The sick part is, Luma is partnering with Poly cam, meaning we will get incredible photogramitory for geometry and crazy radiant feilds with reflections, transperency, roughness, etc
good to know that it takes 20-60m to complete. Guess it still requires colmap camera pose estimation behind the scene, there would be a huge speedup if this difficulity is cleared.
How does it handle transparency and specularity compared to photogrammetry and does it create textures besides diffuse (such as metallic, roughness, etc.)?
it uses neural networks and does yes. You could tell if you looked at a reflective material such as a tv while off or a chrome ball which Corridoor Crew did in their video.
Thank you for showing us this pretty cool tech! I would totally like to try it out when available and I'm positive it will be widely adopted, provided enough marketing/educational efforts like this! Keep up the great work guys and congratulations!
Get a rotational display ( usb cable ) and place any object on it. Place lock the camera on a height and angle adjustable tripod. Point the camera to a direction only with same background for all 360° images. This also applied for green or blue background for instant chroma key editing of an object. Additional : play with some studio light point to the object to match with the final background for such video/movie scenes 👌🏻 U do less hard work with much better and clear 360° images. Try it 👌🏻
This is just NVIDA NeRF which is open sourced can capture reflections but not very good for photogrammetry. Why is LUMA not releasing this? Something feels fishy here
I exported my scans and I have a lot more of the scene than I really wanted. Have you encountered this with other scans you have exported to use in a processing application. I uploaded the OBJ straight to Sketchfab and really wish I was more experienced at removing areas I don’t want.

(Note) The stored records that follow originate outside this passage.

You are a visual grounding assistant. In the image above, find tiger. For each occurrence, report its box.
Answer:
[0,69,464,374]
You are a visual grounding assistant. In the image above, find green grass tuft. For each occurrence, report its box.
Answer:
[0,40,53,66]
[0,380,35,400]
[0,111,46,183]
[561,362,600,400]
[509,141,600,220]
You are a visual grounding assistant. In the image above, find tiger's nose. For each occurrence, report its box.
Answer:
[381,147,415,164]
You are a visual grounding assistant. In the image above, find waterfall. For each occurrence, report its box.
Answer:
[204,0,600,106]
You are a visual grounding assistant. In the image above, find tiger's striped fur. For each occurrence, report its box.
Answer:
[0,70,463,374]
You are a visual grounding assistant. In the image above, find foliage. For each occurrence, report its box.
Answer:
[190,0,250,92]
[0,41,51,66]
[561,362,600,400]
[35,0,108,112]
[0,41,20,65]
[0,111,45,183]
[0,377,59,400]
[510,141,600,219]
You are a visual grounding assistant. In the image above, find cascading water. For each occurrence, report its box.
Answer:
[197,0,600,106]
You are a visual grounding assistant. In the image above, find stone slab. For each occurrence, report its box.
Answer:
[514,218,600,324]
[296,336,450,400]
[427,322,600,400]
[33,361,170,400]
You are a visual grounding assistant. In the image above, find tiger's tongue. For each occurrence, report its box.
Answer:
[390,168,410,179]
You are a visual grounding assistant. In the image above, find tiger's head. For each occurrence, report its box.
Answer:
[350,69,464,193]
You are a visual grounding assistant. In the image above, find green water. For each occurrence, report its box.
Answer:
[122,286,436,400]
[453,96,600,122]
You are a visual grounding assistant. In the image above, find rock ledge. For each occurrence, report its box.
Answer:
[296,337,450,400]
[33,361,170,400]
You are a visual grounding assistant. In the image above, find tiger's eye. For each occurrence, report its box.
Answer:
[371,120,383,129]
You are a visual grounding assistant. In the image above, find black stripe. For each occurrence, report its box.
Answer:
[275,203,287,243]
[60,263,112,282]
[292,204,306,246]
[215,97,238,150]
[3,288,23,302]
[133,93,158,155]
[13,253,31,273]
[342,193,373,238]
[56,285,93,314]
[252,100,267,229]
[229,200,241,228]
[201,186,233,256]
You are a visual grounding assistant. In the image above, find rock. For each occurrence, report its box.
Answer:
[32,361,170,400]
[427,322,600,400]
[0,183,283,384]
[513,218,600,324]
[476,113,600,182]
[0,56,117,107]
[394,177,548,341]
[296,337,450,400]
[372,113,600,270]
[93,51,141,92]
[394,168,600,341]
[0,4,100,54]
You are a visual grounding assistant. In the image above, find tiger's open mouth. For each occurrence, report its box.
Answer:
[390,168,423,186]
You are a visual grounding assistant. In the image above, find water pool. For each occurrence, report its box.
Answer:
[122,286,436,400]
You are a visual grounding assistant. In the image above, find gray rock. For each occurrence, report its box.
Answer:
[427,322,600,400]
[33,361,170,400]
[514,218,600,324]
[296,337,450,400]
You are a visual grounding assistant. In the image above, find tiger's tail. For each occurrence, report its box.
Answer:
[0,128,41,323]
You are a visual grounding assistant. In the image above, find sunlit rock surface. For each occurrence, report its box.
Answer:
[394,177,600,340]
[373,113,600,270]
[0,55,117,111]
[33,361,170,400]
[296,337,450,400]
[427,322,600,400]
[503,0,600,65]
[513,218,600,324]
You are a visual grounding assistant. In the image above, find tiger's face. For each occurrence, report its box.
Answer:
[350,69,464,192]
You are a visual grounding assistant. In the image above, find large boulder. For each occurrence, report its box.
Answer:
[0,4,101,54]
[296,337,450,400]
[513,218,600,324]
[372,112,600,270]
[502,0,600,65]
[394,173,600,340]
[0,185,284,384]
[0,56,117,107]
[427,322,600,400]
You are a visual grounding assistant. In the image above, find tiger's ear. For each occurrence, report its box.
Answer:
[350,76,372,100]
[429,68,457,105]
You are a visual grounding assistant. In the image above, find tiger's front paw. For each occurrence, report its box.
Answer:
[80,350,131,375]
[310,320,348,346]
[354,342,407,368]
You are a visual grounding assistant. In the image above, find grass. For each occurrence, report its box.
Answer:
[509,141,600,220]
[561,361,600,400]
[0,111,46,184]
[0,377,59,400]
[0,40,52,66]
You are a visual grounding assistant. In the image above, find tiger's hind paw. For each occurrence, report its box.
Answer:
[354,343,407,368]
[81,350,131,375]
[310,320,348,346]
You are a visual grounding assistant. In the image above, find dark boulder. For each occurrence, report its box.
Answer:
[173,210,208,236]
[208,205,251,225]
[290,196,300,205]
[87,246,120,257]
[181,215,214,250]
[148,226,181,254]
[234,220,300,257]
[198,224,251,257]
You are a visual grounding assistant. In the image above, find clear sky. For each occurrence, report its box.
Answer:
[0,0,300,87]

Yes that’s normal since they currently don’t provide a slicing feature, you would need to bring the asset into Blender, Maya, or other similar tool to clean it up. I did submit a feature request to add a slicing type feature to their app but no ETA yet. Great question and thanks for watching !
I don't get this, other older photogrammetry software seems like a better choice. Why capture backgrounds? Is it able to capture other than small objects? Is it able to fill the gaps in models? I mean this was possible 8-10 years ago, luma software isn't out yet and it seems like it has fewer features, why not use software that's already there. Major game franchise already use photogrammetry (yes, it's not that simple just to take some photos with your phone), but I'm curious, why bother with this toy?
As far as I can tell from having done photogrammetry and looked at videos on what "NeRF" is, NeRF seems to let you generate a really-low-quality-compared-to-properly-done photogrammetry 3d model with just a few pictures (I'm sure it'll improve and maybe match photogrammetry at some point but it's still far from it if this video is anything to go by). As a wild guess, maybe with NeRF you can do 5 or 10 pics? to capture a complete object vs. say 70-100 for basic photogrammetry. The AI model fills in the gaps. As to the lighting Roy mentions, I've no clue. For engineering and 3d printing purposes I care about capturing high-resolution, surface-accurate meshes (which I find hard to do really well...maybe AI will help there at some point too). I'm glad this video creator showed the actual meshes. Too many photogrammetry videos show a final model with the texture/source images mapped to it and it looks fantastic but it hides the mesh underneath that's looks like it's been worked over with an ugly stick and could outdo oatmeal for being coarse and lumpy. I guess for game assets it's ok since you anyway reduce polygon count as much as feasible and only care how the object looks in the game?